We shall see that the phenomenon of quantum tunneling causes some slow and subtle changes in the remaining pieces of matter after all the black holes have gone, or even before the black holes disappear. These processes would not be possible according to classical physics, since the latter implies that the matter in the form of white dwarfs, neutron stars and other smaller pieces of matter would stay in the same form forever.
In this chapter we shall discuss briefly how stars are born and how they evolve during their life, and then we shall consider in some detail how they eventually die, that is, reach the three final states of white dwarf, neutron star and black hole. We shall also discuss the phenomenon of supernova, a phenomenon which is relevant to the final state of some stars.
The precise manner in which stars are formed is not clearly understood. The region between the stars is not empty but consists of gas clouds, consisting mostly of hydrogen, and dust grains of various kinds. The material between the stars is not uniformly distributed in space but is spread in a patchy fashion. In most places the density of gas is very low, a typical density being 10−19 kg/m3, that is about a hundred million (108) hydrogen atoms per cubic meter.
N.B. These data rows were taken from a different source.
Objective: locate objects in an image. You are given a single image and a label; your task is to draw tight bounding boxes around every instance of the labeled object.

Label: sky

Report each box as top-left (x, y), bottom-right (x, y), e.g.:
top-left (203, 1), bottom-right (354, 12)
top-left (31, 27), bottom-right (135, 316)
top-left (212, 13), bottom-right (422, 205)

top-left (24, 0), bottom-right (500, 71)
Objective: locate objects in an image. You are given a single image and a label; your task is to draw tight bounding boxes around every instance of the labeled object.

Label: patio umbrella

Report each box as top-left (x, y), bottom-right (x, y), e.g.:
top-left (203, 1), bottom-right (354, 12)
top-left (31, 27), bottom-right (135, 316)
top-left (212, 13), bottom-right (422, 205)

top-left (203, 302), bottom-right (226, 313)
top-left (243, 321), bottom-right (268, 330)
Now the gravitational force between two portions of matter is inversely proportional to the square of the distance between them (for example, if the distance is doubled, the force becomes a quarter) and directly proportional to the product of the masses (if the masses of both portions are doubled, the force becomes four times as strong). Thus in a gas cloud, the higher the density of the gas, the stronger the gravitational attraction of different parts for each other.
Occasionally a cloud will become sufficiently dense and massive for gravitational attraction to draw it close together (this could conceivably happen also in the neighbourhood of a supernova explosion, as will be explained later).